= K-Poincaré group =

In physics and mathematics, the κ-Poincaré group, named after Henri Poincaré, is a quantum group, obtained by deformation of the Poincaré group into a Hopf algebra.
It is generated by the elements $a^\mu$ and ${\Lambda^\mu}_\nu$ with the usual constraint:

 $\eta^{\rho \sigma} {\Lambda^\mu}_\rho {\Lambda^\nu}_\sigma = \eta^{\mu \nu} ~,$
where $\eta^{\mu \nu}$ is the Minkowskian metric:

 $\eta^{\mu \nu} = \left(\begin{array}{cccc} -1 & 0 & 0 & 0 \\ 0 & 1 & 0 & 0 \\ 0 & 0 & 1 & 0 \\ 0 & 0 & 0 & 1 \end{array} \right) ~.$

The commutation rules reads:
- $[a_j ,a_0] = i \lambda a_j ~, \; [a_j,a_k]=0$
- $[a^\mu , {\Lambda^\rho}_\sigma ] = i \lambda \left\{ \left( {\Lambda^\rho}_0 - {\delta^\rho}_0 \right) {\Lambda^\mu}_\sigma - \left( {\Lambda^\alpha}_\sigma \eta_{\alpha 0} + \eta_{\sigma 0} \right) \eta^{\rho \mu} \right\}$

In the (1 + 1)-dimensional case the commutation rules between $a^\mu$ and ${\Lambda^\mu}_\nu$ are particularly simple.

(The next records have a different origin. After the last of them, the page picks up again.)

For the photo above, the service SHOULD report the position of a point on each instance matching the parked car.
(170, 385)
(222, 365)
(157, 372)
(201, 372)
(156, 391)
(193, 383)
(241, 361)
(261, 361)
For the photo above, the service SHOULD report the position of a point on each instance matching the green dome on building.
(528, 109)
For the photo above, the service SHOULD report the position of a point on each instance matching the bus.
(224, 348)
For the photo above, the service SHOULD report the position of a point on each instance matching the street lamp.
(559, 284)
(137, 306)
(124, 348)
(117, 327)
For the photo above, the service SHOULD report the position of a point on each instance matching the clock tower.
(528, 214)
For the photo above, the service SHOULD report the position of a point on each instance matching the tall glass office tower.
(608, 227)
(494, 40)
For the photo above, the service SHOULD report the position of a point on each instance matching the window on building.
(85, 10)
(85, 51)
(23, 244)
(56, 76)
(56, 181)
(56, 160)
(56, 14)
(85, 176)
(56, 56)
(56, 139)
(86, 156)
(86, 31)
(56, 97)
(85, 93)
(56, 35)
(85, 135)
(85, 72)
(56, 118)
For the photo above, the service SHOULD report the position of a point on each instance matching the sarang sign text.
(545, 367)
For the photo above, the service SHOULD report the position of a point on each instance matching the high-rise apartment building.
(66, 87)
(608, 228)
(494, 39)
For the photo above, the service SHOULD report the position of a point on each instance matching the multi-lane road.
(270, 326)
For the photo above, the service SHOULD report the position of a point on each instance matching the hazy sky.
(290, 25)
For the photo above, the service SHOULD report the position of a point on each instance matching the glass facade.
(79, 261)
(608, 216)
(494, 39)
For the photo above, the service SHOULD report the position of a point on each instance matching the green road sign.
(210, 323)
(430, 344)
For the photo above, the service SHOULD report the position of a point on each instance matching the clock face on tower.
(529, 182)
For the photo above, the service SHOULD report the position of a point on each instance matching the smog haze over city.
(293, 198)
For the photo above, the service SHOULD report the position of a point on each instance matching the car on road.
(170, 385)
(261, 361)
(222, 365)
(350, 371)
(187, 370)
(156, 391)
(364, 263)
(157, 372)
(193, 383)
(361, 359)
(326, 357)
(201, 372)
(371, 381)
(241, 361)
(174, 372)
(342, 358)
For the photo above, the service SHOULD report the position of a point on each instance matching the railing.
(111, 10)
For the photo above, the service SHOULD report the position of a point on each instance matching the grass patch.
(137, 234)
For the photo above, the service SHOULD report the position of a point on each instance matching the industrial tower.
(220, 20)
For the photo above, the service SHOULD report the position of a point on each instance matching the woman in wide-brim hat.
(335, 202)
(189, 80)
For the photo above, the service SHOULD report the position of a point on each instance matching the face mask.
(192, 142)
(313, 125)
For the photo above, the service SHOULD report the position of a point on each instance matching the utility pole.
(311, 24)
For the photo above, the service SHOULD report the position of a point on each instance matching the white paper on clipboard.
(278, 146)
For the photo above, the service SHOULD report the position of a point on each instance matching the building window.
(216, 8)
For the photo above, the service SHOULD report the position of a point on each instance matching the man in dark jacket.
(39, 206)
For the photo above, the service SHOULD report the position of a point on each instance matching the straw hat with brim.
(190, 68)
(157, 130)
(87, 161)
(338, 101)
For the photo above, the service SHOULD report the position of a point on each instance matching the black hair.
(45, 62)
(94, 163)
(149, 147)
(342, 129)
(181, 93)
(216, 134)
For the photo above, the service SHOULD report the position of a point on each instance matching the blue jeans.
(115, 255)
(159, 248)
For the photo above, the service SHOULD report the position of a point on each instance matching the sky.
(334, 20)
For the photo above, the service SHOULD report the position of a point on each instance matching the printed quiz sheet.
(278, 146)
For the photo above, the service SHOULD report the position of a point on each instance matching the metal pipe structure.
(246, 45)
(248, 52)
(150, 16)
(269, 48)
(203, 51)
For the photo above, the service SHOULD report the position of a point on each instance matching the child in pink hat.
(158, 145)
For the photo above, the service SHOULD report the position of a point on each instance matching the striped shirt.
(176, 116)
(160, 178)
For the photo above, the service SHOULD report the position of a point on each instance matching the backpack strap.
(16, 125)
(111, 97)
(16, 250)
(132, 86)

The Lorentz generator in this case is:

 ${\Lambda^\mu}_\nu = \left( \begin{array}{cc} \cosh \tau & \sinh \tau \\ \sinh \tau & \cosh \tau \end{array} \right)$

and the commutation rules reads:

- $[ a_0 , \left( \begin{array}{c} \cosh \tau \\ \sinh \tau \end{array} \right) ] = i \lambda ~ \sinh \tau \left( \begin{array}{c} \sinh \tau \\ \cosh \tau \end{array} \right)$
- $[ a_1 , \left( \begin{array}{c} \cosh \tau \\ \sinh \tau \end{array} \right) ] = i \lambda \left( 1- \cosh \tau \right) \left( \begin{array}{c} \sinh \tau \\ \cosh \tau \end{array} \right)$

The coproducts are classical, and encode the group composition law:
- $\Delta a^\mu = {\Lambda^\mu}_\nu \otimes a^\nu + a^\mu \otimes 1$
- $\Delta {\Lambda^\mu}_\nu = {\Lambda^\mu}_\rho \otimes {\Lambda^\rho}_\nu$

Also the antipodes and the counits are classical, and represent the group inversion law and the map to the identity:
- $S(a^\mu) = - {(\Lambda^{-1})^\mu}_\nu a^\nu$
- $S({\Lambda^\mu}_\nu) = {(\Lambda^{-1})^\mu}_\nu = {\Lambda_\nu}^\mu$
- $\varepsilon (a^\mu) = 0$
- $\varepsilon ({\Lambda^\mu}_\nu) ={\delta^\mu}_\nu$

The κ-Poincaré group is the dual Hopf algebra to the K-Poincaré algebra, and can be interpreted as its “finite” version.